Frente al Patrono, en mitad del campo, se elevaba un
árbol gigantesco, de tronco añoso, rugoso, de intrincado ramaje, pero casi
despojado de hoja, y la que le quedaba, amarillenta y mustia. Infundía respeto,
no obstante su decaimiento, aquel coloso vegetal; a pesar de que no pocos de sus
robustos brazos aparecían tronchados y desgajados, conservaba majestuoso porte;
su traza secular le hacía venerable; convidaba su aspecto a reflexionar sobre lo
deleznable de las grandezas. De las ramas del árbol colgaban innúmeros trofeos
marciales. Petos, golas, cascos, grebas y guanteletes, con heroicas abolladuras
y roturas causadas por el hendiente o el tajo; espadas flamígeras sin punta y
lanzas astilladas y hechas añicos; rodelas con arrogantes empresas; albos mantos
que blasona la cruz bermeja, trazada al parecer con la caliente sangre de una
herida; yataganes cogidos a los moros; turbantes arrancados en unión con la
cabeza; banderas gallardas con agujeros abiertos por la mosquetería; el alquicel
de Boabdil y la diadema pintorescamente emplumada de Moctezuma... Al pie del
árbol, sujeto a él con fuerte cadena de hierro, se veía un ser hermosísimo, un
corcel de batalla luminoso a fuerza de blancura: el Pegaso cristiano, aquel
ideal bridón que galopaba al través de las nubes y descendía a traernos la
victoria.
Los ojos del Apóstol se fijaron en el caballo, cual si
no le hubiese contemplado nunca. Notó la lumínica blancura del pelo, la fluida
ligereza y ondulación delicada de las crines, el fuego de las pupilas, el
aliento ardiente que despedían las fosas nasales, la delgadez de los remos,
finos cual tobillo de mujer; la especie de electricidad que desprendía el cuerpo
del generoso animal celeste. Con solo advertir que le miraba su jinete de
antaño, el caballo se estremeció, empinó las orejas, respiró el aire, hirió la
tierra con el reluciente casco y pareció decir en lenguaje de signos: «¿Cuándo
llega la hora? ¿Vamos a estar siempre así? ¿Por qué no me desatas? ¿Por qué no
cruzamos otra vez entre lampos y chispas el firmamento rojo, el aire encendido
de las campales batallas?»
Levantóse el Apóstol guerrero y fue a halagar con las
manos el lomo de su cabalgadura. Quería consolarla, quería calmar su impaciencia
y no sabía cómo, pues él, glorioso veterano, también soñaba incesantemente
renovar las proezas de otros días. Sin duda para acrecentarle el ansia y
avivarle el recuerdo aparecióse por allí un alma acabada de ingresar en el
Paraíso, pues daba claras señales de no conocer los caminos, de hallarse como
desorientada e incierta. Era el recién llegado de mediana estatura, moreno,
avellanado y enjuto; rodeaban su tronco retazos de tela amarilla y roja, que
apresuradamente igualaba en matiz la sangre fluyendo de varias mortales heridas.
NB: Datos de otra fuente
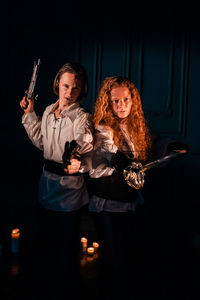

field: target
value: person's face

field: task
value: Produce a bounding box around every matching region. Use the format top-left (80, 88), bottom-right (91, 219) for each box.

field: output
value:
top-left (110, 86), bottom-right (132, 119)
top-left (58, 72), bottom-right (81, 108)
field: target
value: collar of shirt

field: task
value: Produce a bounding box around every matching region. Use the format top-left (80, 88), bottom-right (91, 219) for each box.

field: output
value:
top-left (49, 101), bottom-right (81, 122)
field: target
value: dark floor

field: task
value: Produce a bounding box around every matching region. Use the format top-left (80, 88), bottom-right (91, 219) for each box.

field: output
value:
top-left (0, 214), bottom-right (200, 300)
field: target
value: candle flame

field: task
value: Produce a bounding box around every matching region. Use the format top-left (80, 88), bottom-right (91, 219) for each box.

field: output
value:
top-left (11, 228), bottom-right (20, 239)
top-left (92, 242), bottom-right (99, 251)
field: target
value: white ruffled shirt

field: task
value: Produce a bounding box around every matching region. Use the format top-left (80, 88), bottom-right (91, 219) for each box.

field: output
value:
top-left (89, 124), bottom-right (144, 213)
top-left (22, 101), bottom-right (93, 212)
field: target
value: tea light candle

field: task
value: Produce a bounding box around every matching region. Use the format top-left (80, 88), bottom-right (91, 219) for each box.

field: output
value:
top-left (92, 242), bottom-right (99, 252)
top-left (81, 237), bottom-right (87, 251)
top-left (87, 247), bottom-right (94, 256)
top-left (11, 228), bottom-right (20, 253)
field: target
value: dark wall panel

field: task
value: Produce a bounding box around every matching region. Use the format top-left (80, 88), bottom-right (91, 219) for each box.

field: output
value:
top-left (1, 2), bottom-right (200, 251)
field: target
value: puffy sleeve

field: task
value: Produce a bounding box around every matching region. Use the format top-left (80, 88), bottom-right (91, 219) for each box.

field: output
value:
top-left (22, 111), bottom-right (43, 150)
top-left (74, 112), bottom-right (94, 173)
top-left (89, 125), bottom-right (118, 178)
top-left (74, 112), bottom-right (94, 154)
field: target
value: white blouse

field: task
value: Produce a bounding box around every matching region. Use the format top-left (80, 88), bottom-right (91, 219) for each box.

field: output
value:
top-left (89, 124), bottom-right (144, 213)
top-left (22, 101), bottom-right (93, 212)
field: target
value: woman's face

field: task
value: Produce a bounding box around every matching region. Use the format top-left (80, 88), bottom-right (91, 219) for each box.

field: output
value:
top-left (110, 86), bottom-right (132, 119)
top-left (58, 72), bottom-right (81, 108)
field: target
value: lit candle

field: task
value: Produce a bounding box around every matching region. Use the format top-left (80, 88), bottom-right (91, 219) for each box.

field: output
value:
top-left (92, 242), bottom-right (99, 252)
top-left (11, 228), bottom-right (20, 253)
top-left (87, 247), bottom-right (94, 256)
top-left (81, 237), bottom-right (87, 251)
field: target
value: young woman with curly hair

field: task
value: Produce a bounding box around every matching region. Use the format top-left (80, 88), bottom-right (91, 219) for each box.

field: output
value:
top-left (86, 76), bottom-right (153, 299)
top-left (88, 75), bottom-right (188, 299)
top-left (93, 75), bottom-right (152, 162)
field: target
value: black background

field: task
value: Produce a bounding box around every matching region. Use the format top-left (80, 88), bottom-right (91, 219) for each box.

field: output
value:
top-left (1, 1), bottom-right (200, 255)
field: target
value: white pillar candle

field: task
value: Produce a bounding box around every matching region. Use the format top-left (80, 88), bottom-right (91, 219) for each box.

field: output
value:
top-left (81, 237), bottom-right (87, 251)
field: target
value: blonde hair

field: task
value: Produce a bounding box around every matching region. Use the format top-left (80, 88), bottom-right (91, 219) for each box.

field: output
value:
top-left (93, 76), bottom-right (152, 162)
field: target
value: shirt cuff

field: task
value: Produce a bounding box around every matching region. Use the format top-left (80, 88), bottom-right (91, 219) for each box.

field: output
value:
top-left (22, 111), bottom-right (38, 124)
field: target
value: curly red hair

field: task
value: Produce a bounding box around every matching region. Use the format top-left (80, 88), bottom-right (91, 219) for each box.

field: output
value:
top-left (93, 76), bottom-right (152, 162)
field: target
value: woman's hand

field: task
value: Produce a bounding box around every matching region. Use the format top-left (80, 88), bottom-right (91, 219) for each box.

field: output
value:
top-left (64, 158), bottom-right (81, 174)
top-left (20, 94), bottom-right (34, 114)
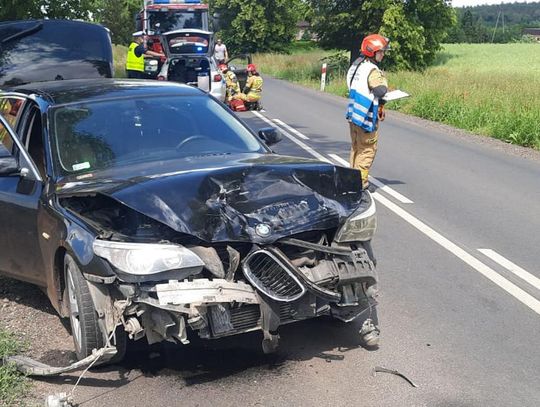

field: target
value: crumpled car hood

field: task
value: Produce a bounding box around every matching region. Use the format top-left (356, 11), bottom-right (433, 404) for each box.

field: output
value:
top-left (56, 154), bottom-right (363, 243)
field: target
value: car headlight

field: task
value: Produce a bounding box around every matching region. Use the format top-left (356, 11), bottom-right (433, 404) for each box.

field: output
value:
top-left (93, 240), bottom-right (204, 275)
top-left (334, 191), bottom-right (377, 243)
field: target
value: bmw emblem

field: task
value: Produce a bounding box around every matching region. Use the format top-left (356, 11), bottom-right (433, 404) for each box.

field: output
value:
top-left (255, 223), bottom-right (272, 237)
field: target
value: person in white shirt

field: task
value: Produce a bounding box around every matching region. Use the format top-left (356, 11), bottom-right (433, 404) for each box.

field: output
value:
top-left (213, 39), bottom-right (228, 64)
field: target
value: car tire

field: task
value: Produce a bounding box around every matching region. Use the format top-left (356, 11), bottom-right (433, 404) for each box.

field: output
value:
top-left (65, 254), bottom-right (104, 361)
top-left (65, 254), bottom-right (128, 364)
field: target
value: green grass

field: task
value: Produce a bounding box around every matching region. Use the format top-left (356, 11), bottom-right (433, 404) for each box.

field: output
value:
top-left (254, 43), bottom-right (540, 149)
top-left (0, 330), bottom-right (27, 406)
top-left (113, 44), bottom-right (128, 78)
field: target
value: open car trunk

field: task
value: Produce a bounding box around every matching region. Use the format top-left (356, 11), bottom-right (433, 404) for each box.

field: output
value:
top-left (166, 56), bottom-right (212, 91)
top-left (161, 29), bottom-right (215, 92)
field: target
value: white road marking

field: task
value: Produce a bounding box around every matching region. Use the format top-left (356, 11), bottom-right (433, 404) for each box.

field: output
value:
top-left (272, 119), bottom-right (310, 139)
top-left (373, 192), bottom-right (540, 315)
top-left (251, 111), bottom-right (331, 163)
top-left (328, 153), bottom-right (414, 204)
top-left (478, 249), bottom-right (540, 291)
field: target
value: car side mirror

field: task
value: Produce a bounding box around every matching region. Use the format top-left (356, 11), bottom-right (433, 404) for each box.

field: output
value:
top-left (0, 156), bottom-right (20, 176)
top-left (258, 127), bottom-right (282, 146)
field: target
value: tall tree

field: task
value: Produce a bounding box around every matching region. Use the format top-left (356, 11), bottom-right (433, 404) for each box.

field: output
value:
top-left (308, 0), bottom-right (456, 70)
top-left (93, 0), bottom-right (142, 45)
top-left (212, 0), bottom-right (303, 53)
top-left (0, 0), bottom-right (41, 20)
top-left (0, 0), bottom-right (98, 20)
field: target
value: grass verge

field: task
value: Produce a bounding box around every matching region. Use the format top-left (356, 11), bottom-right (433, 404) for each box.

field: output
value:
top-left (0, 330), bottom-right (28, 406)
top-left (254, 44), bottom-right (540, 150)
Santiago corrió hacia aquel valiente con los brazos abiertos, y el español, al
ver ante sí al Apóstol de la patria cayó de rodillas y le besó los pies con
infinita ternura.
-Bonaerges, hijo del trueno -murmuraba devotamente el
español-, ¿por qué nos has abandonado? En nuestro infortunio, confiábamos en ti.
Esperábamos que hicieses vibrar sobre nuestros enemigos el rayo o lloviese sobre
ellos fuego celeste, como el que quisiste lanzar contra aquellos samaritanos que
cerraban las puertas de su ciudad a Jesús. Mira, Santiago, adónde hemos llegado
ya. Te lo diré con palabras de la Epístola que se lee el día de tu fiesta: hemos
sido hecho espectáculo para las naciones, los ángeles y los hombres. Hemos
venido a ser lo último del mundo. Y todo por faltarnos tú, Apóstol de los
combates. Desata tu corcel, guíale al través del aire, ponte a nuestra cabeza.
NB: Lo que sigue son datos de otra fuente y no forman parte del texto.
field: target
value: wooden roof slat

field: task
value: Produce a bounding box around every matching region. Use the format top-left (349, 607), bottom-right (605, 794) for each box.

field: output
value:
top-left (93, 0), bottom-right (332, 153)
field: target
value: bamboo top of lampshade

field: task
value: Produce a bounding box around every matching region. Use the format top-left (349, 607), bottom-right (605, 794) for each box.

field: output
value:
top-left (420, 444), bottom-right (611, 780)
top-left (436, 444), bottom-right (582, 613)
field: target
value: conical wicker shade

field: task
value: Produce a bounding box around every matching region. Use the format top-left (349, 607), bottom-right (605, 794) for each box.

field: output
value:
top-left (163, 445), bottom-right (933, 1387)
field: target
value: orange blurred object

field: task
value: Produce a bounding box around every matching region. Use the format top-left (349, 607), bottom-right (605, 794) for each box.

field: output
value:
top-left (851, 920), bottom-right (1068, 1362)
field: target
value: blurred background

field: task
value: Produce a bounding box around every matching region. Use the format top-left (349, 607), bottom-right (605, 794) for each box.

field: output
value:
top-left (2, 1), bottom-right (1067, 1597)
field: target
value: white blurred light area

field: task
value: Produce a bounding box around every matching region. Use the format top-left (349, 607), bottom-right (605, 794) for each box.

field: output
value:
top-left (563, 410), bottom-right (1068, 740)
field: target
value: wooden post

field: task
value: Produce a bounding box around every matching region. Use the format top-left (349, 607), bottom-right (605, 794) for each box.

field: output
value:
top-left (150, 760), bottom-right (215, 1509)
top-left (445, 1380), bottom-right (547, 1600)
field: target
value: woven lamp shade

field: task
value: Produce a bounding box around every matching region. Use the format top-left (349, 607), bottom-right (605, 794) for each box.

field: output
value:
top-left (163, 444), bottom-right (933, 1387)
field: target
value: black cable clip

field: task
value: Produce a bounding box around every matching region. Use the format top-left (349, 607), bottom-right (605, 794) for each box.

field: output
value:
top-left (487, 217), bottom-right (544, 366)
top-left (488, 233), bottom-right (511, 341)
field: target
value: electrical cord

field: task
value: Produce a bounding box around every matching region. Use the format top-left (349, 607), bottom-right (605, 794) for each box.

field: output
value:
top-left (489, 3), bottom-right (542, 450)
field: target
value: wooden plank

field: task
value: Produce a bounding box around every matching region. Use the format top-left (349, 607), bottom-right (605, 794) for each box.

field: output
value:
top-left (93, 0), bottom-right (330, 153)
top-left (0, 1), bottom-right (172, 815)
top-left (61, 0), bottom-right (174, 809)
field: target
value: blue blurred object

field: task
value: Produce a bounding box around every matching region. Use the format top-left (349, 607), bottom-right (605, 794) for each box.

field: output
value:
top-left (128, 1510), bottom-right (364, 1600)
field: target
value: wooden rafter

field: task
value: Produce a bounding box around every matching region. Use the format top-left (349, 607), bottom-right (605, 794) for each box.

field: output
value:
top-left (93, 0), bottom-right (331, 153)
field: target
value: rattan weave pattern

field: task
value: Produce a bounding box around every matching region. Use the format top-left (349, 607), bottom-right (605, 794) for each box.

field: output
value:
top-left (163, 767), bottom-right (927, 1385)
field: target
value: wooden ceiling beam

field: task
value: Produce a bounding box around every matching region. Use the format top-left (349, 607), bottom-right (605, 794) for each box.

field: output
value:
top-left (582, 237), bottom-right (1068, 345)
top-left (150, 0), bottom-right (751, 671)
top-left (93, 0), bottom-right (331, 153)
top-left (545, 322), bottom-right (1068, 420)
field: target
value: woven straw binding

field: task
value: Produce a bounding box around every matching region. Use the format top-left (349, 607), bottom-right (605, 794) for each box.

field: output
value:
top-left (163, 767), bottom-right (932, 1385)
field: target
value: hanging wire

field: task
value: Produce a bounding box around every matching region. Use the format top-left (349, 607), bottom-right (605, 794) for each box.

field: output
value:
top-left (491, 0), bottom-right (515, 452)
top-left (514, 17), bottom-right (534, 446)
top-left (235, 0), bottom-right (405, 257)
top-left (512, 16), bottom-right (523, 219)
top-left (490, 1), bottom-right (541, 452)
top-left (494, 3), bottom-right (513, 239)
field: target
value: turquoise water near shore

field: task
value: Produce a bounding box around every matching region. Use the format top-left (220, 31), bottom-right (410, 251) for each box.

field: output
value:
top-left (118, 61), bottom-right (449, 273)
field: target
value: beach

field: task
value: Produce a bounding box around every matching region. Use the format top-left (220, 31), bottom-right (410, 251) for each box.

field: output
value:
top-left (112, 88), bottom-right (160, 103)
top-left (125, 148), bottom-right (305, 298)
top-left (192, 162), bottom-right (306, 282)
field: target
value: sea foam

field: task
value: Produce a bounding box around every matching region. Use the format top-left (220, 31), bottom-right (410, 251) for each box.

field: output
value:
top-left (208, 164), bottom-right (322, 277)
El caballo blanco olfatea la lid. ¿No oyes cómo relincha, deseoso de arrancar el
grito de «cierra España»? Desciende: te esperan «allá». Te aguarda la tierra que
por ti se creyó invencible. El bridón quiere romper la cadena. ¡Santiago! ¡Buen
Santiago! ¡Señor Santiago!
Al oír tan apremiantes súplicas, el Apóstol se conmovía
más. ¡Soltar el corcel blanco, salir al galope, esgrimir otra vez el acero
llameante! ¡Hacía tanto tiempo que lo anhelaba! No por su gusto permanecía en la
inacción, con la montura amarrada al árbol y las armas colgadas del ramaje... Y
alzando y consolando al español y apretándole contra su pecho, Santiago empezó a
vendarle las heridas cruentas, hecho lo cual llegóse al tronco y desató al
blanco bridón, que, loco de júbilo al verse libre, al suponer que remanecían las
aventuras de otros tiempos, agitó la cabeza, hizo flotar la crin, corveteó
gallardamente y, batiendo el polvo con sus bruñidos cascos, alzó una nubecilla
de oro. Por su parte, el Patrón descolgaba la cota de malla y se la vestía,
calzábase el ancho sombrerón orlado de acanaladas conchas, afianzaba en los
hombros el manto, embrazaba el escudo y ceñía el tahalí y la espada terrible.
Entre tanto, el español echaba al caballo la silla recamada de oro y le ponía el
freno y el pretal incrustado de cabujones de pedrería. Y cuando ya el Apóstol
trataba de afianzar el pie en el estribo de plata para saltar, he aquí que
aparece, saliendo del vecino bosque, otro español, vestido de paño pardo calzado
con groseras abarcas, haciendo señas para que se detuviese el Apóstol. Este
aguardó; en el villano de tez curtida y de rústico atavío acababa de reconocer a
San Isidro, pobrecillo jornalero laborioso, que en su vida montó más que
jumentos cargados de trigo, porque los llevaba a la molienda.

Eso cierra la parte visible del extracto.